HIGH
TIMES
by Sasha Stone
Despite
the attention SAVING GRACE is getting for its lead character's
choice to grow and sell pot to save her house, the Nigel Cole film isn't
so much about the war on drugs as it is about a fishing village in Cornwall
and how deeply its townspeople care about each other. And, as we over-30
women like to say, if it has Tcheky Karyo in it, how bad can it be?
Brenda Blethyn takes on the title role of Grace, a widow who discovers,
upon her husband's death, that she is so far in debt as to be on the
verge of losing everything, but most especially her beloved 300 year-old
home. Things are so bad for her that even the local charity refuses
when she offers up a donation. But Grace is determined to survive this
disaster, even if it means turning to a life of crime.
She is tempted into the dark side when her gardener Matthew (co-writer
Craig Ferguson from "The Drew Carey Show") alerts her to his sick plants.
"I'm a gardner, these plants are sick," he says simply. Grace, it turns
out, is a natural gardener (a la Mrs. Miniver) as opposed to one who
cuts grass for a living, as Matthew does.
Next thing you know, Grace and Matthew are growing the best bud this
side of Humboldt, a hydroponic hybrid that will make Grace the money
she needs to save her house and make Matthew rich. While the film is
decidedly on the side of harmless doob-tokers everywhere, it also appears
to be aware of sending "the wrong message." The law is ridiculous but
it is still the law.
The only character who seems to be at all worried about the ethics
involved is Matthew's girlfriend Nicky (Valerie Edmond), who provides
the film with its common sense as well as its spiritual struggle, if
you will. Obviously she can smoke weed with the best of 'em but she
doesn't want to see the future father of her child incarcerated and
being chased by a prisoner "with a stiffy." Nicky is the one who ends
up sitting in church pondering what's right and wrong about what Grace
and Matthew are doing. "If you have to commit a crime to get what you
want," the priest says, "perhaps you weren't meant to have it."
Without the albatross of the "pot story," Saving Grace might
have been a charming love story with quaint townspeople along the lines
of Four Weddings and a Funeral, or Local Hero,
or even The Full Monty, the film it most resembles. The characters
are true originals, from the pair of store-owners who mistakenly drink
Grace's hemp leaves thinking they're tea, then spend the day giggling
and stoned, to the drug dealer who can't complete the deal for fear
of missing his Dungeons and Dragons session.

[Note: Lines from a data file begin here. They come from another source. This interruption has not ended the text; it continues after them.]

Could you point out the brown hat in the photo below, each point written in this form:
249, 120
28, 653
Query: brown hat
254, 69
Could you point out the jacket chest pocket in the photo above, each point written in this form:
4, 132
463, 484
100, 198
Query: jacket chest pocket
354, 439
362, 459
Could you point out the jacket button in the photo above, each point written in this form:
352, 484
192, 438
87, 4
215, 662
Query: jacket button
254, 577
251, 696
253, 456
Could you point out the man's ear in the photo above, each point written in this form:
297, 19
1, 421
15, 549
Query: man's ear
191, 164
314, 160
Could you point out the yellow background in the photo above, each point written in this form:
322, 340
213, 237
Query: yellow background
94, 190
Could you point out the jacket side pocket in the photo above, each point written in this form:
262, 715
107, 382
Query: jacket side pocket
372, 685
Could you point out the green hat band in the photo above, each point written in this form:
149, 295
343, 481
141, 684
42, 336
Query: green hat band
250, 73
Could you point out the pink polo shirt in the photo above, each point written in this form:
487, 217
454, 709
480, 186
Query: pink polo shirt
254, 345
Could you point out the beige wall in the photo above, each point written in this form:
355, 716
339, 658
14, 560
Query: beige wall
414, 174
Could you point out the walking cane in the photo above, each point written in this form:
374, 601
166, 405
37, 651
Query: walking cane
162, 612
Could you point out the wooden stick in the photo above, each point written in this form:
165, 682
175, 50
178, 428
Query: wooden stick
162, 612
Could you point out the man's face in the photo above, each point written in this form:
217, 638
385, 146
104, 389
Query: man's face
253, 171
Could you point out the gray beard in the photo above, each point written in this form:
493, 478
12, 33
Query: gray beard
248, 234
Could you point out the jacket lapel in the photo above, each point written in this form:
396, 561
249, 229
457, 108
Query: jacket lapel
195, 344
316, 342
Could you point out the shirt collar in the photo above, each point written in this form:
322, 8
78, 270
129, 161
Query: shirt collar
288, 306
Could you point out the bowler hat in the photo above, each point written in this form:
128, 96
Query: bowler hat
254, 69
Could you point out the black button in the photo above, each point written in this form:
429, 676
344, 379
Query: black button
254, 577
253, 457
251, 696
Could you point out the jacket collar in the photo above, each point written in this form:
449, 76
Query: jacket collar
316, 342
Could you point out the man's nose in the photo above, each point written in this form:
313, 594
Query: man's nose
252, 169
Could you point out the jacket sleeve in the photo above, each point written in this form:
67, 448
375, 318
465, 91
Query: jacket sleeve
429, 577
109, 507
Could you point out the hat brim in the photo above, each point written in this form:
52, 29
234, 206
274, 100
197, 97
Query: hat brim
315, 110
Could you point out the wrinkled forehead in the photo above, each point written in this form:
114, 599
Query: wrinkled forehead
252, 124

Or Matthew's girlfriend Nicky, who appears to be the only model-cum-fisherman
who can gut salmon with the best of them. Another standout is Diana
Quick as Grace's husband's mistress Honey. Honey and Grace, it turns
out, have a lot in common and even share a drink over her dead husband's
erection, or lack thereof.
And of course, the ever-desirable Tcheky Karyo (La Femme Nikita)
as the French drug dealer who develops a crush on Grace. Karyo usually
plays the bad guy in films like Addicted to Love, but is far
more appealing as the sex-on-toast character he plays here.
What is most surprising about the film is that is carried almost entirely
by a middle-aged woman with a pot belly and bags under
her eyes, who yet remains nonetheless engaging and attractive.Blethyn
has proved with this film (and Little Voice) that Secrets
and Lies was no fluke, and moreoever, that romantic leads, and leads
in general, are not limited to the young.
While Saving Grace has a few great moments and some truly funny
jokes, by the end of the film, the plot becomes so ludicrous and "happy"
that you get the feeling the writers were stoned for days on end while
they concocted the plot. The other problem with the film, which isn't
really its fault, is that the marijuana plants look straight out of
a bad prop house, or aquarium shop.
In some ways Saving Grace begs to be bent another way, into
a world as protected and trusting as the fishing village in which it
takes place, a world where growing a harmless weed would be a matter
of choice, not breaking the law. The town, its people and, ultimately,
the film seem reminders of what should be, not what is.
The hot-button subject of marijuana was probably the reason the film
got made and certainly the reason the film is talked about at all. But
it's the relationships between this talented cast of original characters,
most of whom we've never seen in movies before, that ultimately saves
the film for both its protagonist and its audience.